La ley de la libertad
Siempre he asumido que el ideal que sintetiza toda la justificación del Derecho se encuentra en la Declaración de Independencia de los Estados Unidos: “Sostenemos como evidentes estas verdades: que todos los hombres son creados iguales; que son dotados por su Creador de ciertos derechos inalienables; entre éstos la vida, la libertad y la búsqueda de la felicidad“. Esencial principio jeffersoniano, en especial este último, sobre el que deseo detenerme.
Thomas Jefferson no concibió la felicidad como un derecho por una suprema y sabia razón: ni el Estado, ni las instituciones ni los hombres (aún en mayoría) saben a cabalidad cómo han de ser felices los individuos. Las prioridades y dilecciones varían de sujeto a sujeto y no me atañe a mí cómo los otros deben vestirse, peinarse, amar, estudiar, mirar y planear sus existencias. Las pulsiones y resortes son intrincados y subjetivos.

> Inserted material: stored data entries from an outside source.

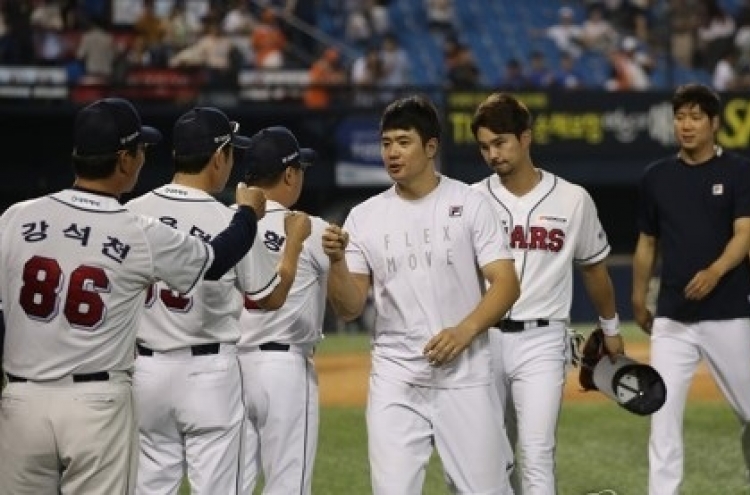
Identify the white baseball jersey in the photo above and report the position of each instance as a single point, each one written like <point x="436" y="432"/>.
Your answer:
<point x="211" y="312"/>
<point x="300" y="319"/>
<point x="421" y="283"/>
<point x="553" y="225"/>
<point x="73" y="263"/>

Ni la ley ni mi voluntad pueden determinar el alcance de los sueños que no son los míos ni los estilos de vida que los demás asumen como propios porque así se los dicta la conciencia, el corazón o el gusto.
En los últimos días, por restricciones peligrosas a la libertad en un caso que conviene examinar en algunos de sus extremos o por reservas tradicionales en el otro, la ley invade y constriñe, determina los alcances precisos de la felicidad, como si ellos fueran un estándar o una generalización.
La libertad no comprime, por el contrario: ensancha y tolera.